・熱にふけし如き色をもつ石の原底ごもり鳴る音ぞきこゆる・
「群丘」所収。1959年(昭和34年)作。・・・岩波文庫「佐藤佐太郎歌集」113ページ。
佐太郎の自註。
「そこ(八幡平の泥火山)を過ぎて広い石原がある。いたるところに噴煙が立ち、地下で風でも吹いているような音がこもっている。噴煙の硫気に焼けた石はたとえば麹のかびのような色をしていた。」(「作歌の足跡-海雲・自註-」)
温泉近くの湯泉のあたりは、あつくて一種独特の景である。那須の殺生石の周辺し
かり、日光の湯元温泉の源泉またしかりである。北海道にもこういうところは少なくない。
ただ叙景歌にするには意外に難しい。
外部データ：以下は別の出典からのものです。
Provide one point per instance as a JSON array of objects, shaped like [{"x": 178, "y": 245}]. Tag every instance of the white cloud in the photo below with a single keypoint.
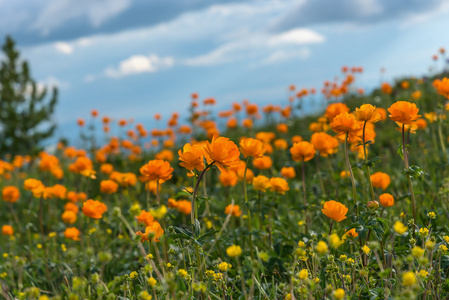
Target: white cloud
[
  {"x": 63, "y": 47},
  {"x": 137, "y": 64},
  {"x": 256, "y": 44},
  {"x": 297, "y": 36},
  {"x": 59, "y": 12},
  {"x": 282, "y": 55}
]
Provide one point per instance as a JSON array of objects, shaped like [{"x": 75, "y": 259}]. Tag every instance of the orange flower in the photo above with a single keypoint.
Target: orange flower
[
  {"x": 382, "y": 112},
  {"x": 278, "y": 184},
  {"x": 157, "y": 170},
  {"x": 261, "y": 183},
  {"x": 334, "y": 210},
  {"x": 247, "y": 123},
  {"x": 346, "y": 123},
  {"x": 252, "y": 147},
  {"x": 280, "y": 144},
  {"x": 296, "y": 139},
  {"x": 94, "y": 209},
  {"x": 7, "y": 230},
  {"x": 263, "y": 163},
  {"x": 386, "y": 200},
  {"x": 153, "y": 231},
  {"x": 165, "y": 154},
  {"x": 233, "y": 210},
  {"x": 265, "y": 137},
  {"x": 81, "y": 164},
  {"x": 352, "y": 233},
  {"x": 223, "y": 152},
  {"x": 367, "y": 113},
  {"x": 145, "y": 217},
  {"x": 228, "y": 178},
  {"x": 386, "y": 88},
  {"x": 59, "y": 191},
  {"x": 191, "y": 157},
  {"x": 442, "y": 86},
  {"x": 288, "y": 172},
  {"x": 335, "y": 109},
  {"x": 71, "y": 206},
  {"x": 344, "y": 174},
  {"x": 31, "y": 184},
  {"x": 184, "y": 207},
  {"x": 324, "y": 143},
  {"x": 108, "y": 186},
  {"x": 10, "y": 194},
  {"x": 403, "y": 112},
  {"x": 282, "y": 128},
  {"x": 72, "y": 233},
  {"x": 380, "y": 180},
  {"x": 249, "y": 174},
  {"x": 302, "y": 151},
  {"x": 68, "y": 217},
  {"x": 72, "y": 196}
]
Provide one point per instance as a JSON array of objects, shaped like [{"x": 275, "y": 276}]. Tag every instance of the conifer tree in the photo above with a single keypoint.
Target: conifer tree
[{"x": 25, "y": 109}]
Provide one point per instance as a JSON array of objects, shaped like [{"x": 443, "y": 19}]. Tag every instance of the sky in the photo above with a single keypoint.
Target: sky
[{"x": 135, "y": 58}]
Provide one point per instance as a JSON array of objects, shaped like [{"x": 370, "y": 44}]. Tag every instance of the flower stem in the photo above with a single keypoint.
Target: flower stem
[
  {"x": 304, "y": 195},
  {"x": 194, "y": 212},
  {"x": 348, "y": 165},
  {"x": 367, "y": 167},
  {"x": 412, "y": 194},
  {"x": 247, "y": 207}
]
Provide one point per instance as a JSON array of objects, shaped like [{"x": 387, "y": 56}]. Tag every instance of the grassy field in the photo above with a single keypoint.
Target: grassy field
[{"x": 350, "y": 204}]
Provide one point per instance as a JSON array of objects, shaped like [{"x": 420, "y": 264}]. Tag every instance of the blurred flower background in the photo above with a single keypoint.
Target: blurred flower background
[{"x": 131, "y": 59}]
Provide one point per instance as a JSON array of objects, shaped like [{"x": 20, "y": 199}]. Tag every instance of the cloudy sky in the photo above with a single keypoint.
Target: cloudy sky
[{"x": 135, "y": 58}]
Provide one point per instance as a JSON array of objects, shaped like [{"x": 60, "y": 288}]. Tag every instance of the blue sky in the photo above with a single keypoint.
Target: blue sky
[{"x": 132, "y": 59}]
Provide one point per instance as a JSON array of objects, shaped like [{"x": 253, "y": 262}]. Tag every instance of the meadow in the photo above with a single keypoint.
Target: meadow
[{"x": 348, "y": 204}]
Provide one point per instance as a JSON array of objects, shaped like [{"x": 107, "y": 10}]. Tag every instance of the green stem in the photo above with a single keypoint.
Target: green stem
[
  {"x": 412, "y": 194},
  {"x": 440, "y": 135},
  {"x": 249, "y": 211},
  {"x": 194, "y": 211},
  {"x": 304, "y": 196},
  {"x": 348, "y": 165},
  {"x": 367, "y": 167}
]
景が特殊なだけ、あれもこれも入れたくなるのだ。
その点、冒頭の一首は熱蒸気の当たる「石の原」に焦点をあて、下の句で聴覚を効かせているのが効いている。
一読して視覚と聴覚のふたつ焦点と読めるが、よく読むと上の句は場所を示す修飾部であり、一首の焦点は下の句の聴覚を効かせた部分である。その音がどんな音かといった HOW が十分表現されている。HOW (どんな、どのように)をつかむのは「写実」の基本のひとつ。これが的確に表現できれば、景が顕つ。景とはすなわち「情景」である。
そしてもう一つ。「底ごもり鳴る」の表現が、地下の胎動を言い当ててあまりある。佐太郎は何も書き残していないが、おそらくこの四句目にもっとも苦心しただろう。一首の「核」となっている部分だ。